The next commercial miso plant in the US was the Norio Company, started in 1919 in San Francisco at 1531 Geary St. by Mr. Masaichi Norio; he made only shiro miso (probably sweet white, mellow white, or light yellow miso) and exported most of it to Hawaii. In about 1932 the company was moved to 1532 Post St., where it was run by relatives, Mr. and Mrs. Minoru Arikawa and son. The US government forced the family to close the business (then making about 82 tonnes of miso a year) when World War II started in 1941. They resumed after the war but retired in 1972 and the business was closed to make room for construction of a high-rise condominium (B.W. 1971; Arikawa 1982, personal communication).

According to George Tsuchiya, manager of T. Amano Co., there were several semicommercial makers of miso and shoyu in Canada, in the Vancouver area, prior to World War I, and at least one commercial miso manufacturer was in the area prior to 1927. In that year, Mr. T. Amano, who descended from a family that made commercial miso and shoyu in Hiroshima, started a company called Amano Brothers on East Powell Street in Vancouver. He made his first miso in 1927 and his first shoyu in 1931. In 1982 the T. Amano company was making a red miso and a sweet white miso, as well as a fermented shoyu.

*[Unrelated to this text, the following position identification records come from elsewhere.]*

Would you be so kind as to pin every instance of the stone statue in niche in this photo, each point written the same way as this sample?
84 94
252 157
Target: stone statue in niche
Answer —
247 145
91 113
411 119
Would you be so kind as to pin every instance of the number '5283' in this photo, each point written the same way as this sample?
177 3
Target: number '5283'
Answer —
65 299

Sometime between 1927 and 1932 the Tsuruda Miso Company was started in San Jose, California, by Mr. and Mrs. Tsuruda; it was shut down during World War II and never resumed. During the 1930s the Yamaizumi Co. started making miso in Los Angeles, under the direction of a craftsman from Fukuoka in Japan. During the 1970s, business declined and in 1976 they and their brand Yamaizumi were purchased by Miyako Oriental Foods??

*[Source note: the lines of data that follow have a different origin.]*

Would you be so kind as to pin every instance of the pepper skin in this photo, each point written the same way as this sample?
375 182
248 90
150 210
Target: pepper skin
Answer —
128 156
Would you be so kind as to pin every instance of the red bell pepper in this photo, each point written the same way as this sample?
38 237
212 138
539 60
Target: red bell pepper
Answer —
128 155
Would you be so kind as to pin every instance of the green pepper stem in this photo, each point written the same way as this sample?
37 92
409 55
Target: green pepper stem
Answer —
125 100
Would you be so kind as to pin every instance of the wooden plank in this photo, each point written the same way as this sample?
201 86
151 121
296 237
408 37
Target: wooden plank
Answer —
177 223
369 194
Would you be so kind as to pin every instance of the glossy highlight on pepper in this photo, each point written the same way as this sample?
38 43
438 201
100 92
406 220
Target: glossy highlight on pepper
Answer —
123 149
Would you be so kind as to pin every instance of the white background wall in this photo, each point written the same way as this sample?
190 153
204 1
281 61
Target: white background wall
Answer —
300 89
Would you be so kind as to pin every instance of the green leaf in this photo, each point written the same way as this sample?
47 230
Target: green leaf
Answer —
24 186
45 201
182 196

1930-1959 . When William Morse visited East Asia from 1929 to 1931 he wrote a lot about Japanese miso in his journals and included numerous photographs (Dorsett and Miso 1928-31). He mentioned that Hatcho miso was then aged for 20 months and had been made in the same Hayakawa Kyuemon plant for about 300 years, that all miso was sold in wooden casks with braided bamboo hoops and, when retailed, was wrapped in the outer sheaves of bamboo shoots, that sweet white miso was most widely used for pickling fish, beef, etc., and that in making Sendai miso the steamed beans were still cooled by spreading them in wave patterns on the plant's wooden floors.

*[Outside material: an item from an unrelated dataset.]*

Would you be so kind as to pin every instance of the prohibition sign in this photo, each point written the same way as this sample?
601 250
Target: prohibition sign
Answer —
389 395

Miller (1933) discussed the use of miso in pickling vegetables such as eggplant, cucumbers, and the Oriental pickling melon. A.K. Smith (1949) gave a good update on the manufacture and use of miso in Japan. This important article was partly responsible for the first real research on miso done in the West, at the USDA in Peoria, Illinois.

During this period a number of new miso manufacturers started production in Hawaii; Yamaju Miso Factory (1936, purchased by George Higa from Mr. Fukuda), American Hawaiian Soy Co. (1941; George Higa and co-workers), Fujii Miso Factory (c. 1941-54), Honolulu Miso Factory (c. 1942-50), and Hawaiian Miso & Soy Co. (1947; George and William Higa).

In February 1942, Shortly after the outbreak of World War II, President Roosevelt signed Executive Order 9066, which permitted internment of 120,000 west-coast Japanese-Americans in ten detention camps. All of the miso shops on the west coast of the US were forcibly shut down and their owners and workers sent to the camps. At that time Fujimoto was the largest miso company in the US and the Norio Company (or was it Arimoto??) in San Francisco, making 82 tonnes a year, was probably second.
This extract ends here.